Power Mad!

Why do this problem?

We like to offer students plenty of opportunities to work mathematically. This problem requires students to analyse patterns, make some generalisations, pose their own questions and explain their findings - all key aspects of good mathematical thinking.

Possible approach

The first few questions are intended to highlight the impact of the units digits on the product of two or more numbers.
On the board, write and ask for solutions to
12 x 23
42 x 73
652 x 9883
17852 x 35703
"What do all the solutions have in common?"
"What can you tell me about the product of 543789542 and 56398643?"
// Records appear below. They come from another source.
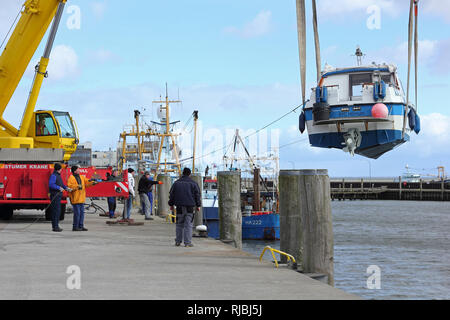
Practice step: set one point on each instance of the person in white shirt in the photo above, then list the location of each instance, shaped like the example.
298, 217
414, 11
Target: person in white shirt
129, 202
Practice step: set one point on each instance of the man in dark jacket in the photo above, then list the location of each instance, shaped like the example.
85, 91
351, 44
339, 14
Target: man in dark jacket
56, 187
185, 195
144, 187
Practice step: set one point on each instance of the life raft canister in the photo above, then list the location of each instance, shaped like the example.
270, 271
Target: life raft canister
379, 90
302, 122
412, 118
321, 109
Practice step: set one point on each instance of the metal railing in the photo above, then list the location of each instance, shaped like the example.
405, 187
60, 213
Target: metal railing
272, 250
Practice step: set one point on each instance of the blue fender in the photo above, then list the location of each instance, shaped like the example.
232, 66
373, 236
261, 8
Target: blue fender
382, 93
376, 88
321, 94
417, 127
302, 122
412, 119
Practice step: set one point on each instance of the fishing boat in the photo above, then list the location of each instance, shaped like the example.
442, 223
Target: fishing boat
359, 110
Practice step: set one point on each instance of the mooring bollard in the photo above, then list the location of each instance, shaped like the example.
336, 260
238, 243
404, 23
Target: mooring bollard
162, 191
315, 209
198, 219
291, 234
230, 216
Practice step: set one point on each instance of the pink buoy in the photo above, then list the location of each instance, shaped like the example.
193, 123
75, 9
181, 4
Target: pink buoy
380, 110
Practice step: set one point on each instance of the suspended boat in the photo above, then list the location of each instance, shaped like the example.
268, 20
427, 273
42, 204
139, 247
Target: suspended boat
359, 110
363, 109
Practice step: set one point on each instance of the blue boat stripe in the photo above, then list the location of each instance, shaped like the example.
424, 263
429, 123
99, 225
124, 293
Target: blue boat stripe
366, 111
355, 70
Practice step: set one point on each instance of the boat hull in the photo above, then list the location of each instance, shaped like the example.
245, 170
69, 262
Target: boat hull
378, 135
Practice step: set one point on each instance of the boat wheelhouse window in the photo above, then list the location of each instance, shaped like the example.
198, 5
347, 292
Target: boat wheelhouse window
356, 83
386, 78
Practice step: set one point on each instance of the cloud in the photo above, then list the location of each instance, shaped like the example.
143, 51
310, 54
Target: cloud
63, 63
438, 8
98, 8
342, 8
103, 56
433, 54
259, 26
8, 13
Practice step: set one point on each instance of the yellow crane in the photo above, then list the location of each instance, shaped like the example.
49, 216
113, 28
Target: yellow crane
43, 135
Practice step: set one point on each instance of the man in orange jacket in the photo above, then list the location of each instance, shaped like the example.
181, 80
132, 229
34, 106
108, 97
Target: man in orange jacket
78, 184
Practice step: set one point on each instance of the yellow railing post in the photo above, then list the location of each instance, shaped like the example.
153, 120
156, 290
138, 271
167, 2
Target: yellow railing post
289, 257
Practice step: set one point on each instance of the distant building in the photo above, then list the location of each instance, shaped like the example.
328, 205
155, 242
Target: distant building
104, 158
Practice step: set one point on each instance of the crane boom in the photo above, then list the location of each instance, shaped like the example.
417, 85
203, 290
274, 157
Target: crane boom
35, 19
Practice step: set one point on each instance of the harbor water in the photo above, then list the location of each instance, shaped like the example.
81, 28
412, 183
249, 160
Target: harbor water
408, 242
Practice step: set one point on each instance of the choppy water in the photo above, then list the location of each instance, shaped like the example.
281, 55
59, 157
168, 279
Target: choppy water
408, 240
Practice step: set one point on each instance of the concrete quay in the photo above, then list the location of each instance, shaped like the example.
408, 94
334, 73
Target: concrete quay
137, 262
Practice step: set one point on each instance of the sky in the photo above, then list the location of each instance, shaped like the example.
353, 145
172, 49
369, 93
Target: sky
236, 62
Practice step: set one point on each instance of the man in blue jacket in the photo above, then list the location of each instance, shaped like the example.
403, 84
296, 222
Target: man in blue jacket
185, 195
56, 187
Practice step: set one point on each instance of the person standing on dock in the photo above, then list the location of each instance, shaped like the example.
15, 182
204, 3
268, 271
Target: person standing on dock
56, 187
150, 193
112, 203
78, 183
185, 195
129, 202
144, 187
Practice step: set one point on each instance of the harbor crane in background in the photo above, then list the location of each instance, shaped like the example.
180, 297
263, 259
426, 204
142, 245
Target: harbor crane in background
44, 137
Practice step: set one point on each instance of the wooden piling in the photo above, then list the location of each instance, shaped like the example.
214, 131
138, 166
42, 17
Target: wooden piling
230, 216
162, 192
256, 190
291, 232
315, 209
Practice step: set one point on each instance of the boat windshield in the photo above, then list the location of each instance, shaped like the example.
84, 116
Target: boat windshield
65, 124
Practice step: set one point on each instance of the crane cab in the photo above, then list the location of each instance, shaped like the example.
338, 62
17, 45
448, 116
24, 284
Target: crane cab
56, 130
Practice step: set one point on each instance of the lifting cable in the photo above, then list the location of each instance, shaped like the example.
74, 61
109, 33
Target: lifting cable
301, 29
413, 10
316, 41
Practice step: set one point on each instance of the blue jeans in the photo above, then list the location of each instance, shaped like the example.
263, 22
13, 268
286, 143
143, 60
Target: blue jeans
128, 207
183, 229
78, 215
150, 198
111, 206
55, 209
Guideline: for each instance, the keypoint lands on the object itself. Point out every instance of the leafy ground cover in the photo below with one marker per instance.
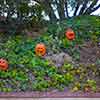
(28, 72)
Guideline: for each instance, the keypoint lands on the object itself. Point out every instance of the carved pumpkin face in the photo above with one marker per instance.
(3, 64)
(40, 49)
(70, 34)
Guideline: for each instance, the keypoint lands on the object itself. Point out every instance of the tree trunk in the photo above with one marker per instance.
(83, 7)
(89, 9)
(60, 9)
(49, 10)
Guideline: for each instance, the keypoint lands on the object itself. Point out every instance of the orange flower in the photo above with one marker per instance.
(40, 49)
(70, 34)
(3, 64)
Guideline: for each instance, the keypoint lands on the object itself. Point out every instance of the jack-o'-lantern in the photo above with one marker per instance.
(70, 34)
(40, 49)
(3, 64)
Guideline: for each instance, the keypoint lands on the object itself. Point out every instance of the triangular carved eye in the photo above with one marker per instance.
(70, 34)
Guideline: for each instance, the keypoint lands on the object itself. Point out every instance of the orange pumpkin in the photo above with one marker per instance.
(3, 64)
(70, 34)
(40, 49)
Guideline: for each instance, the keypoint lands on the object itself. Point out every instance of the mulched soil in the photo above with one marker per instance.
(89, 53)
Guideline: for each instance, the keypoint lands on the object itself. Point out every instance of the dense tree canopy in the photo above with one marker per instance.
(18, 12)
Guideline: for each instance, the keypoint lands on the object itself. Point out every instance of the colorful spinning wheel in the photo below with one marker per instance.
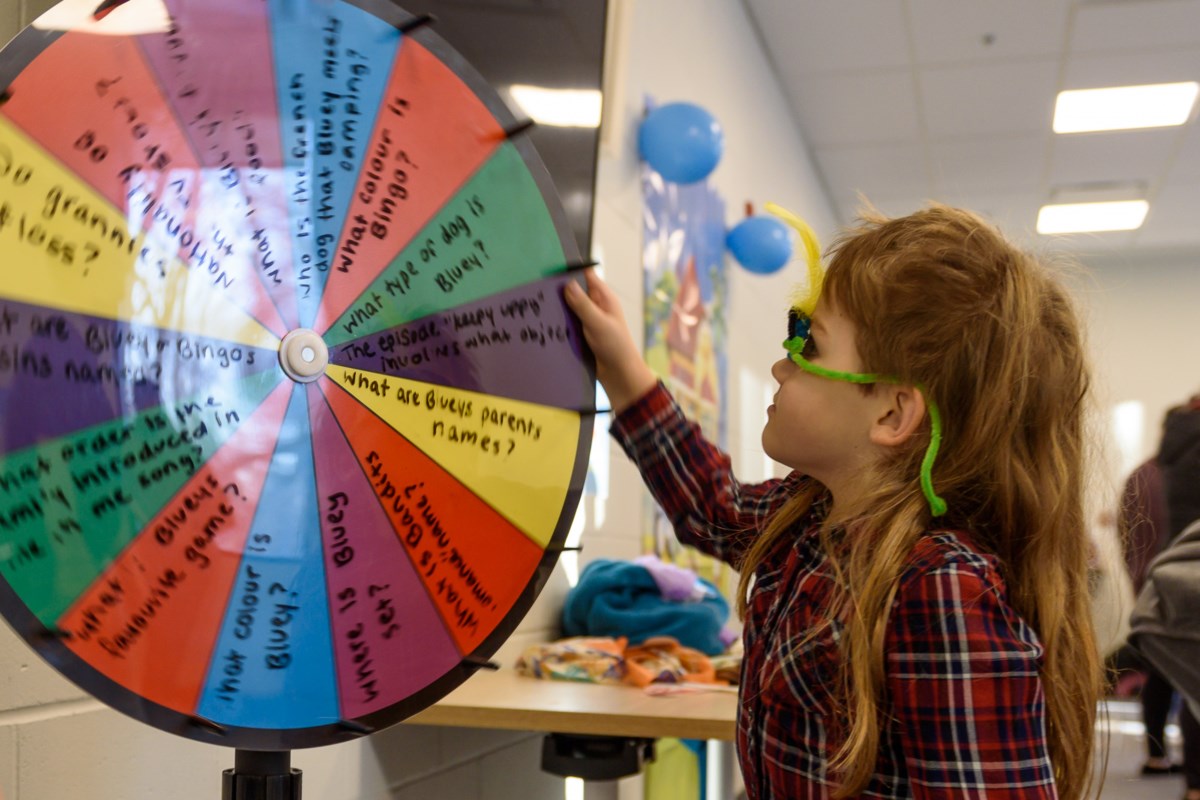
(293, 417)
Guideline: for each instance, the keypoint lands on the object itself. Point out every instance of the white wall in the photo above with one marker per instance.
(57, 744)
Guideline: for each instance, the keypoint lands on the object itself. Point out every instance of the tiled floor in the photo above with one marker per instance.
(1127, 751)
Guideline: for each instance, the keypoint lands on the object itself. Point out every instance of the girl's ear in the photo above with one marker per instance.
(900, 415)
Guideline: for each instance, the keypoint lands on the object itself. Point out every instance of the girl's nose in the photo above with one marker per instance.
(780, 368)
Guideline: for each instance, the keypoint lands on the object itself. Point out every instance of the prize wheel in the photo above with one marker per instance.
(293, 416)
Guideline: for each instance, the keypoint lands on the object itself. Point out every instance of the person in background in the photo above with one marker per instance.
(915, 591)
(1161, 499)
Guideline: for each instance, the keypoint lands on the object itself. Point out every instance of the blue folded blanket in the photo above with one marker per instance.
(623, 599)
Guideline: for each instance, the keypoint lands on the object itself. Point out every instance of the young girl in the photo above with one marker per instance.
(915, 593)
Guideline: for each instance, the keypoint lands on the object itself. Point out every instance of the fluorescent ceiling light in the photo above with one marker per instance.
(561, 107)
(1091, 217)
(1123, 108)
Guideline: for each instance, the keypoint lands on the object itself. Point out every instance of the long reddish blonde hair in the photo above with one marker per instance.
(942, 300)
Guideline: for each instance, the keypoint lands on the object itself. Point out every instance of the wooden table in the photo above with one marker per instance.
(508, 701)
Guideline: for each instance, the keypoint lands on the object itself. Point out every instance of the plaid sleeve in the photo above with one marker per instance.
(691, 479)
(964, 684)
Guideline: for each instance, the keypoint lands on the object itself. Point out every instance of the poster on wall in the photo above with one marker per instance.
(687, 290)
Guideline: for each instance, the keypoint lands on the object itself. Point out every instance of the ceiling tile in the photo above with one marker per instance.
(1103, 242)
(1117, 156)
(989, 98)
(1173, 216)
(877, 170)
(1187, 161)
(1131, 68)
(849, 205)
(857, 108)
(954, 31)
(1015, 212)
(1123, 25)
(811, 36)
(997, 163)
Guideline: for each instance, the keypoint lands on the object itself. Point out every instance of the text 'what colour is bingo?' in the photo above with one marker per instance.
(445, 258)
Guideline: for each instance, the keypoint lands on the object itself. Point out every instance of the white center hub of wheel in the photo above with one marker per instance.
(304, 355)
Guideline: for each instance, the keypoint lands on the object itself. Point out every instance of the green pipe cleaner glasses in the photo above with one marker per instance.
(799, 319)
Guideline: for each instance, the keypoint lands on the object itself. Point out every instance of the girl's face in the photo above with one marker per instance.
(819, 426)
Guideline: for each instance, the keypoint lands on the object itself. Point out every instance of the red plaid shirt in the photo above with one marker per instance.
(964, 713)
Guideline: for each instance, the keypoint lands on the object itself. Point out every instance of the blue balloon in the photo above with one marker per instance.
(762, 245)
(682, 142)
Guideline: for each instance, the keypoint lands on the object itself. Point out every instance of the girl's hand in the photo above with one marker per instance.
(621, 370)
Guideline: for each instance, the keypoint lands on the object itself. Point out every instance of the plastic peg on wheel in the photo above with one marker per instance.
(415, 23)
(582, 265)
(208, 725)
(355, 727)
(517, 128)
(106, 8)
(55, 633)
(304, 355)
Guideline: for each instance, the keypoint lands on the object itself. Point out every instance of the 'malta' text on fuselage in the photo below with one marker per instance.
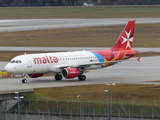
(45, 59)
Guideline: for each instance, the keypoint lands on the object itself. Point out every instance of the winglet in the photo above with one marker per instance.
(139, 59)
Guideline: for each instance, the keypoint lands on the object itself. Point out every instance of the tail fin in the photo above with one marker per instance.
(125, 39)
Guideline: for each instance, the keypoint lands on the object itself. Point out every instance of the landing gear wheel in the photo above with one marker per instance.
(81, 77)
(58, 77)
(24, 80)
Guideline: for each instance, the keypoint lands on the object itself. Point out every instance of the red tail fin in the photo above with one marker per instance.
(125, 39)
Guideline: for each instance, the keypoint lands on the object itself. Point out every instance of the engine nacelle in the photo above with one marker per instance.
(71, 72)
(35, 75)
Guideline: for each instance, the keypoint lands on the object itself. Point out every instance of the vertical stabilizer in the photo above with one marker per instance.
(125, 39)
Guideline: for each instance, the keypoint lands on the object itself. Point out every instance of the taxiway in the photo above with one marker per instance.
(131, 72)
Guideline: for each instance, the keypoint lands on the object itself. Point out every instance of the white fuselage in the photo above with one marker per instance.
(50, 62)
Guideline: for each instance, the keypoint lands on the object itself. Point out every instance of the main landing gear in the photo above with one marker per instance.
(24, 80)
(58, 77)
(81, 77)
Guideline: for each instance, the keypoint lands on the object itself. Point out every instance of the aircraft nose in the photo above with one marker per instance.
(8, 68)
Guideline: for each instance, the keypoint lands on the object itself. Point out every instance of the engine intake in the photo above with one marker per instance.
(71, 72)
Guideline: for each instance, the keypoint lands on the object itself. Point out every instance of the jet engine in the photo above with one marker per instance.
(71, 72)
(35, 75)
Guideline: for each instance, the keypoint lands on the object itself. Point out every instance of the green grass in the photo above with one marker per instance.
(118, 11)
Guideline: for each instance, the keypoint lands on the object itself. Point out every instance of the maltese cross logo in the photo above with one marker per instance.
(128, 39)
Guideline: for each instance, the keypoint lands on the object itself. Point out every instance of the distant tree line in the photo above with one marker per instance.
(7, 3)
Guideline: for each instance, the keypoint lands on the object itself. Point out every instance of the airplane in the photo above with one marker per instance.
(73, 64)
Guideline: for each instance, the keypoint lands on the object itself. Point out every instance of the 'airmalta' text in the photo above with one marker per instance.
(45, 59)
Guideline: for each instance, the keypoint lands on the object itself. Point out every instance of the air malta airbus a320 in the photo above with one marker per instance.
(73, 64)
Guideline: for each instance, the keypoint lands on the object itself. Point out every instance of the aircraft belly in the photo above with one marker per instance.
(93, 67)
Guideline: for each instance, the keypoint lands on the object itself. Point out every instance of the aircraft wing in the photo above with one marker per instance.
(127, 54)
(89, 64)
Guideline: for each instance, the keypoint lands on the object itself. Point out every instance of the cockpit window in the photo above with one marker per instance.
(15, 61)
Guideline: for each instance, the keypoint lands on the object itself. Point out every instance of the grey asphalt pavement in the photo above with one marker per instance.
(131, 72)
(39, 24)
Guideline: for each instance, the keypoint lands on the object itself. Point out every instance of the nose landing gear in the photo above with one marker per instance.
(25, 79)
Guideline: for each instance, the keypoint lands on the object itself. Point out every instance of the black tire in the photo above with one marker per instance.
(24, 80)
(82, 77)
(58, 77)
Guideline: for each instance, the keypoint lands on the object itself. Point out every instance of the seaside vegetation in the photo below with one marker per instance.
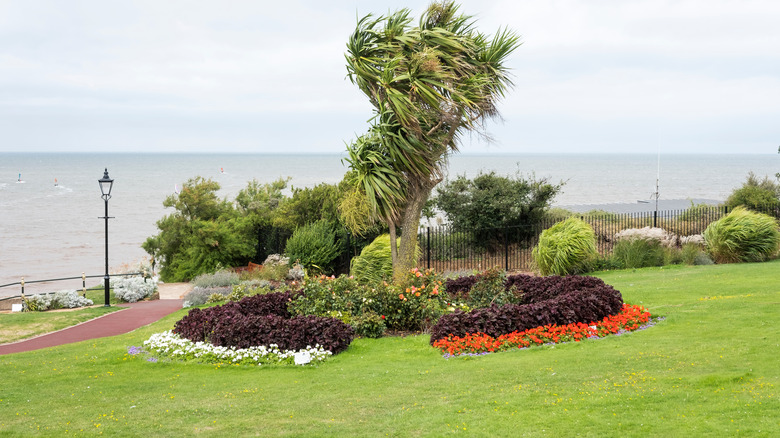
(429, 85)
(726, 385)
(756, 194)
(488, 204)
(205, 234)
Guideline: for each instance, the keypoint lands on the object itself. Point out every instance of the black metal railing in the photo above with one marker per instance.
(446, 248)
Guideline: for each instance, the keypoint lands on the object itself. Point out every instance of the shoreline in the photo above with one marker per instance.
(664, 205)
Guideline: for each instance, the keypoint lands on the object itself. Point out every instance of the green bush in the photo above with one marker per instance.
(369, 325)
(217, 279)
(375, 263)
(314, 246)
(568, 247)
(755, 194)
(743, 236)
(491, 289)
(415, 305)
(490, 203)
(638, 253)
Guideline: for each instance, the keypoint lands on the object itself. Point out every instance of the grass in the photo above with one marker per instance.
(18, 326)
(709, 369)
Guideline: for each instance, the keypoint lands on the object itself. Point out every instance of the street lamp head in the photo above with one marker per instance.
(105, 185)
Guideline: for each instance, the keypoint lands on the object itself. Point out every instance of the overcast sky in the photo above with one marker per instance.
(269, 76)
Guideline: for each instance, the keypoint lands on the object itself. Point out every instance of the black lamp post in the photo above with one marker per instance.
(105, 188)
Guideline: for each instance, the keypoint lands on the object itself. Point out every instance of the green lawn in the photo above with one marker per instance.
(18, 326)
(709, 369)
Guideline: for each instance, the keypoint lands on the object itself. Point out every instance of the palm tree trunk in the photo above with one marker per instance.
(393, 241)
(417, 196)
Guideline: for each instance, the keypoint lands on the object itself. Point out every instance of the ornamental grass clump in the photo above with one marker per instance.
(133, 289)
(375, 263)
(263, 320)
(64, 299)
(545, 300)
(743, 236)
(568, 247)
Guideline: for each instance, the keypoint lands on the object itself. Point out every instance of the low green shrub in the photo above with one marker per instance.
(568, 247)
(414, 305)
(217, 279)
(369, 325)
(375, 263)
(638, 253)
(743, 236)
(490, 289)
(314, 246)
(133, 289)
(201, 295)
(64, 299)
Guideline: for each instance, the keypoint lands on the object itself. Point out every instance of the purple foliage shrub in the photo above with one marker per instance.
(546, 300)
(263, 320)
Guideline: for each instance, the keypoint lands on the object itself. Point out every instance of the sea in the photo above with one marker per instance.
(51, 208)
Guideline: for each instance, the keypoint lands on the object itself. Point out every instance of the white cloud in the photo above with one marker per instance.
(226, 69)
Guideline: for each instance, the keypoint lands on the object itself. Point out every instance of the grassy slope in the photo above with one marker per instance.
(18, 326)
(710, 368)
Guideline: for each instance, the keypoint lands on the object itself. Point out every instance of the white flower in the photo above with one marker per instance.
(302, 357)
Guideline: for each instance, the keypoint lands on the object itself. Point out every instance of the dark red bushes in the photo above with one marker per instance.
(546, 300)
(263, 320)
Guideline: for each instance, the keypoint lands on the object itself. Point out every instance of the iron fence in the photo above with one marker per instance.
(445, 248)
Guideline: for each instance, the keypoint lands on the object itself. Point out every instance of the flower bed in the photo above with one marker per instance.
(545, 301)
(263, 320)
(172, 346)
(630, 318)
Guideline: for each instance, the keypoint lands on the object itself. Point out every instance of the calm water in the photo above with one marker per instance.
(49, 231)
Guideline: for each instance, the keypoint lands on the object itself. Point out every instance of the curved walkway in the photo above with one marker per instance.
(134, 316)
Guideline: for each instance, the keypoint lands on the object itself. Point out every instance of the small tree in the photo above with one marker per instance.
(203, 233)
(428, 84)
(490, 203)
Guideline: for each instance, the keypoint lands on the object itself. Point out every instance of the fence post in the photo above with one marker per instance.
(506, 248)
(428, 247)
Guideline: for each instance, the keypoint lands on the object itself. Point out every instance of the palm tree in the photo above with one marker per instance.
(428, 84)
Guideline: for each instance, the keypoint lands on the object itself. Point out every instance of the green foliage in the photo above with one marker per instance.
(428, 85)
(216, 298)
(491, 289)
(374, 264)
(638, 253)
(568, 247)
(756, 194)
(220, 278)
(490, 203)
(743, 236)
(369, 325)
(203, 233)
(314, 246)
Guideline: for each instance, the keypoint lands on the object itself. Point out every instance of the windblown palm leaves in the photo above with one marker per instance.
(428, 84)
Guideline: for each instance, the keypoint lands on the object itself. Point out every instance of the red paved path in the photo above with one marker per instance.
(116, 323)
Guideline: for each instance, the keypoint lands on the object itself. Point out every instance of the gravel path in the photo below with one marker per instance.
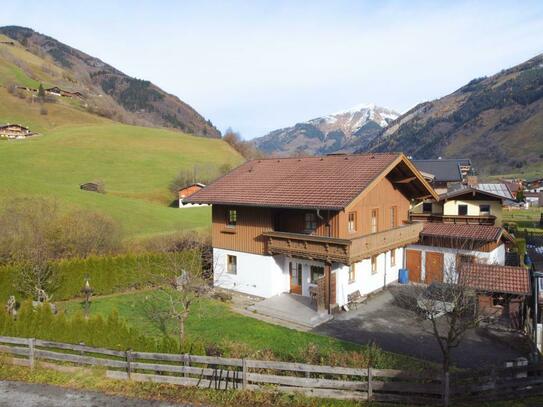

Offer the first couple of problems, give students some time to think about them and then share their convincing arguments. Ensure that the significance of the units digit is well understood.

Ask them to work on the next five problems and emphasise the need to provide convincing arguments. This is ideal for a paired activity.

"We have discovered that powers of numbers do behave in surprising ways - can you find any other unexpected results?" Ask the students to contribute to a whole class display of their results and their proofs.

Key questions

What patterns can you find in the units digit of ascending powers of 2, 3, 4...?

How can you be sure the patterns will continue?

Possible extension

This is an open ended activity which already offers plenty of opportunities for extension work.

Possible support

You might suggest that students draw up 'power tables' so that the cyclical nature of the units digits becomes apparent.